La quotidianità non si traduce sempre in esperienza di gioia. Fin da piccoli ne facciamo scoperta quando intenti nel gioco veniamo interrotti o quando, abituati alla rassicurante presenza dei nostri genitori, improvvisamente veniamo lasciati con bambini che ci strappano i giochi dalle mani e con adulti estranei che si sforzano di fare parti uguali con tutto ciò che è “mio”. Pian piano capiamo che le cose belle durano poco e che la nostra giornata può essere tempestata di piccoli interminabili imprevisti che ci scompigliano i capelli.
Crescendo riusciamo a dare un nome a questa nebulosa esperienza, la quale ci lascia un senso di insoddisfazione e incompiutezza e la chiamiamo fugacità o precarietà.
Non ci piace questa parola, non la associamo a bei ricordi e lottiamo strenuamente per allontanare da noi tutto ciò che è precario. Abbiamo bisogno di stabilità, di relazioni interpersonali durature, tutto quanto ci possa garantire continuità di benessere.

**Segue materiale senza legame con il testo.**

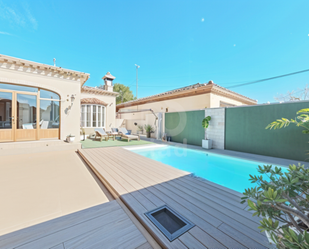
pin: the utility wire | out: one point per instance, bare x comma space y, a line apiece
271, 78
247, 83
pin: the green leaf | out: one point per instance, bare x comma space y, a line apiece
251, 204
293, 235
282, 200
306, 235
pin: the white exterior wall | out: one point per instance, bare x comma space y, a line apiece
110, 112
216, 128
69, 112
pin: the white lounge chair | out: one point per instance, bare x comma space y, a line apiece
28, 126
102, 134
44, 124
125, 134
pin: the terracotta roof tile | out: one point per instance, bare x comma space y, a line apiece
93, 101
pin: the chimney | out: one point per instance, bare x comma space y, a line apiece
108, 81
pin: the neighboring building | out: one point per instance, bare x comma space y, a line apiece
98, 106
193, 97
39, 101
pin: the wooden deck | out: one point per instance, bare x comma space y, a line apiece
101, 226
144, 184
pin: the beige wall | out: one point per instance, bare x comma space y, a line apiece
197, 102
69, 112
110, 114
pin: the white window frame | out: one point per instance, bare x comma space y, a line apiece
103, 115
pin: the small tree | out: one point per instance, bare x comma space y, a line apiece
205, 124
282, 199
302, 120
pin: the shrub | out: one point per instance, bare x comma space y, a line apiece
282, 199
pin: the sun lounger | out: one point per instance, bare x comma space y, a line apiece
125, 134
99, 132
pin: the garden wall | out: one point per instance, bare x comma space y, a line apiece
245, 131
185, 127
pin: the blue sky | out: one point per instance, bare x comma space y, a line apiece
176, 43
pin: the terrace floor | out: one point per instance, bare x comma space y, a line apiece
91, 143
102, 226
36, 187
144, 184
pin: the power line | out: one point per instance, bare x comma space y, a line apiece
246, 83
271, 78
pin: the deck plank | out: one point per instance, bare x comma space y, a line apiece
144, 184
201, 219
232, 219
127, 197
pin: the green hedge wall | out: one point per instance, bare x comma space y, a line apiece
185, 126
245, 131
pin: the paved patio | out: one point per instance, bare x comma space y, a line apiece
91, 143
144, 184
42, 186
102, 226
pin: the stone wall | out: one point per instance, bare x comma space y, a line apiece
216, 128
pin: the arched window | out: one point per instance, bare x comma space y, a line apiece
49, 110
93, 115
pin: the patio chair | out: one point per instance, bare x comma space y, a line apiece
44, 124
99, 132
28, 126
125, 134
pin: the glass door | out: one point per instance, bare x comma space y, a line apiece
6, 116
26, 117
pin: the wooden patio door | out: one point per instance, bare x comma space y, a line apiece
26, 116
19, 112
7, 106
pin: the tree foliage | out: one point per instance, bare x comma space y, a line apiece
301, 120
282, 199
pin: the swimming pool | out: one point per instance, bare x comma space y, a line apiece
227, 171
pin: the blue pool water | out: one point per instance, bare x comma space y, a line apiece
227, 171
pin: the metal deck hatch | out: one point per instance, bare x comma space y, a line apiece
169, 222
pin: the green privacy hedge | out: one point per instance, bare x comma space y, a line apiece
245, 131
185, 127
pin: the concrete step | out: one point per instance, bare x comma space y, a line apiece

La precarietà non era quanto nella quotidianità ci sottraeva la gioia?
Eppure siamo un attimo fuggente che si gioca nel mistero della vita. Come mai pensiamo così male di noi stessi?

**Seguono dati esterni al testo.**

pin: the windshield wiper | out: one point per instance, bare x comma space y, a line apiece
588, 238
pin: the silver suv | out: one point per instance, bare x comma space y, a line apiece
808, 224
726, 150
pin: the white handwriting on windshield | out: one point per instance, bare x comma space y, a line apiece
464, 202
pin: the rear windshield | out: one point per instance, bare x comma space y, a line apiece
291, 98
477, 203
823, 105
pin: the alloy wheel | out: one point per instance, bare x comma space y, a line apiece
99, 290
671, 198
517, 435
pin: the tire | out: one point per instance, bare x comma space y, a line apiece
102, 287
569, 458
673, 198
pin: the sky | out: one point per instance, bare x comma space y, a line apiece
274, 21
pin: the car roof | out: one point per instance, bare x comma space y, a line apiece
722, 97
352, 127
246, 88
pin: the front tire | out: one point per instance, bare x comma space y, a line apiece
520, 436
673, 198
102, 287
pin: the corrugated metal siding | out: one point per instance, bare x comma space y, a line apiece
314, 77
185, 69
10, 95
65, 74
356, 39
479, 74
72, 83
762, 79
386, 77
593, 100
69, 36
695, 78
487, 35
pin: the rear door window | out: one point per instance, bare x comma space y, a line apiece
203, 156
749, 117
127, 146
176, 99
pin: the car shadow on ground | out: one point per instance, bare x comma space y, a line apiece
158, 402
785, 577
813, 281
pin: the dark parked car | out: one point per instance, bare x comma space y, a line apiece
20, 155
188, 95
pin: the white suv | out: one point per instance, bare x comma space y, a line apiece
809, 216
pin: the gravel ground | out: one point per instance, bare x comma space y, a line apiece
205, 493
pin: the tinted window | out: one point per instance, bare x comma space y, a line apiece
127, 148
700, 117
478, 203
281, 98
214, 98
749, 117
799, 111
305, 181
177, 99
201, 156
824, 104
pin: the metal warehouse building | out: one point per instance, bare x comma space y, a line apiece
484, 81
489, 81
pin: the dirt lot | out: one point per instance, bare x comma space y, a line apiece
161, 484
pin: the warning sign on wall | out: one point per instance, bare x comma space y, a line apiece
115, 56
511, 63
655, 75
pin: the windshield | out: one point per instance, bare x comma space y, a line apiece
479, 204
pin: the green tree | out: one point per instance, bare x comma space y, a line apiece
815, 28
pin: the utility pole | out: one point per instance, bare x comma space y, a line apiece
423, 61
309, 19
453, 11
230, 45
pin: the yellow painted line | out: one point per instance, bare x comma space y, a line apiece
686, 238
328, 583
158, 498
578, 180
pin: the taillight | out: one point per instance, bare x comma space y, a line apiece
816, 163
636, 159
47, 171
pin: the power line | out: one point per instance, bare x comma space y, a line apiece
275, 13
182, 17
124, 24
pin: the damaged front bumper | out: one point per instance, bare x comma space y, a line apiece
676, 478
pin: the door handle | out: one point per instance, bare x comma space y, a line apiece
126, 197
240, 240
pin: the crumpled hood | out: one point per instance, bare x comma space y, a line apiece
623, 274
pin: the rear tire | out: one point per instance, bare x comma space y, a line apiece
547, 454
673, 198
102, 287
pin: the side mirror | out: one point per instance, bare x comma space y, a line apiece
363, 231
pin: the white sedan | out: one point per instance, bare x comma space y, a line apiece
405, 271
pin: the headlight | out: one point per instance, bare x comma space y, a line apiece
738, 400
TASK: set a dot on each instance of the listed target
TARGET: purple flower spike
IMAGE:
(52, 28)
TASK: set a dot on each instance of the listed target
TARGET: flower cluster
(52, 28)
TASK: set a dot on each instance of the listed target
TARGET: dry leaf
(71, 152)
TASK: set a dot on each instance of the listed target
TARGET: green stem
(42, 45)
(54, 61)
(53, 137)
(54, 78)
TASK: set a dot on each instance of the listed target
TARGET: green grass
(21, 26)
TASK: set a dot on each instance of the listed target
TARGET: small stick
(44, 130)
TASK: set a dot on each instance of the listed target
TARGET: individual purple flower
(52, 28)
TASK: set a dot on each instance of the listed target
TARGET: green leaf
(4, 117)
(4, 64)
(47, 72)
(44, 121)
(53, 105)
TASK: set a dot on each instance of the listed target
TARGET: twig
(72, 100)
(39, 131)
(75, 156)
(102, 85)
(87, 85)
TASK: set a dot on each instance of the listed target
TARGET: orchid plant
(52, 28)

Noi siamo quella precarietà che vorremmo negare, noi siamo il fugace per eccellenza, perchè la bellezza del mondo e della natura è sopravvissuta al più grande genio e al più grande santo.
Forse non era la precarietà a sottrarre la gioia al nostro quotidiano, ma il quotidiano a derubarci di ciò che rende prezioso ogni attimo: la sua irrimediabile fragilità, la sua fugacità.

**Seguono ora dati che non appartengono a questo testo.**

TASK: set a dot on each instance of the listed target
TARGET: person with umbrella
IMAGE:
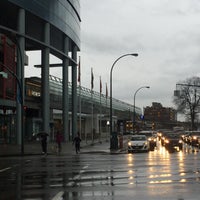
(43, 135)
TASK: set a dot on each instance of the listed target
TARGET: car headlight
(194, 137)
(167, 141)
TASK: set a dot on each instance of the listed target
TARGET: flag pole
(79, 79)
(92, 85)
(100, 111)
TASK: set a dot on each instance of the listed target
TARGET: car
(138, 143)
(151, 136)
(173, 142)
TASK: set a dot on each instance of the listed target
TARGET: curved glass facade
(63, 14)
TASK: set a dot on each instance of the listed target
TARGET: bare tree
(187, 99)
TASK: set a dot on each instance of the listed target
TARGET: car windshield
(138, 138)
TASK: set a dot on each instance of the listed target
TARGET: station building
(31, 105)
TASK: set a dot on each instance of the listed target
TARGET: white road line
(72, 182)
(5, 169)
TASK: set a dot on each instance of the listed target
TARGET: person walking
(44, 142)
(77, 141)
(59, 139)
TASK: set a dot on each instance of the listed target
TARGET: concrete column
(20, 74)
(45, 80)
(74, 93)
(65, 104)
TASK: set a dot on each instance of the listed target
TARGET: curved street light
(129, 54)
(134, 102)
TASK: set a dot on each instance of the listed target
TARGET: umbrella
(42, 133)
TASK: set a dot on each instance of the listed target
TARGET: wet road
(100, 175)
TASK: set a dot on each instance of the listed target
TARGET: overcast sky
(165, 34)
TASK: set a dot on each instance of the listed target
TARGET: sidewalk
(34, 148)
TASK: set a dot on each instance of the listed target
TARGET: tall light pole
(134, 102)
(130, 54)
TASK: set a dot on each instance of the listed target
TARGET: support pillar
(65, 105)
(74, 93)
(20, 42)
(45, 80)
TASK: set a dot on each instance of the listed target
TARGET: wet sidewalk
(34, 148)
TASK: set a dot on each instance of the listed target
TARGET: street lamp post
(134, 102)
(130, 54)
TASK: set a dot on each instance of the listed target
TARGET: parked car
(138, 143)
(152, 138)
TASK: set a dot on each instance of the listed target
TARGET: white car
(138, 143)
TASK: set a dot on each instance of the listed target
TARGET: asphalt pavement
(34, 148)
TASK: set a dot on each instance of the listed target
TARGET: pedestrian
(44, 142)
(59, 139)
(77, 141)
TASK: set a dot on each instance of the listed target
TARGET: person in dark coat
(59, 139)
(44, 143)
(77, 141)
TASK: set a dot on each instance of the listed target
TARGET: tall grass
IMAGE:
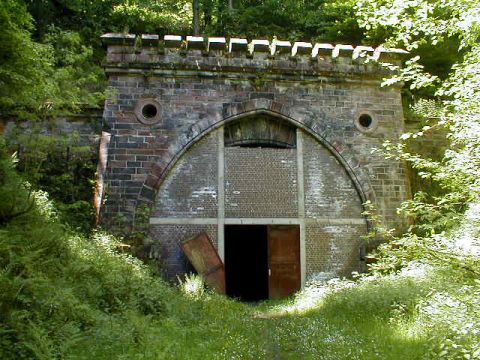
(67, 296)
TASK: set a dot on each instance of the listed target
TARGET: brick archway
(235, 111)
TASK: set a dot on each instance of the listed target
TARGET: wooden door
(283, 260)
(204, 258)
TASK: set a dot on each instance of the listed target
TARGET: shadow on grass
(372, 320)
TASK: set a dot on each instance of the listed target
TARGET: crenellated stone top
(127, 52)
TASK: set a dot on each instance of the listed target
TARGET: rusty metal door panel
(283, 260)
(204, 258)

La gioia non sta nella continuità del benessere che ci illude di un’eternità che non ci è permessa, ma in quell’attimo strappatoci da bambini, vissuto così intensamente da indurci a piangere e strillare perchè non ci venga tolto.
E una volta che non c’è più non ci resta che abbracciare con generosità la precarietà come sfida e come destino, senza rimpianti e senza rancori, senza false illusioni, con quella gioia palpitante nel cuore di chi è quel qualcosa di irripetibile che sta per accadere nell’immenso mistero della vita dell’altro e del mondo.
Un attimo ed è lì… un attimo ancora non c’è più. Verrà forse dimenticato? Dipende dalla bellezza che avrà saputo donare in quell’attimo.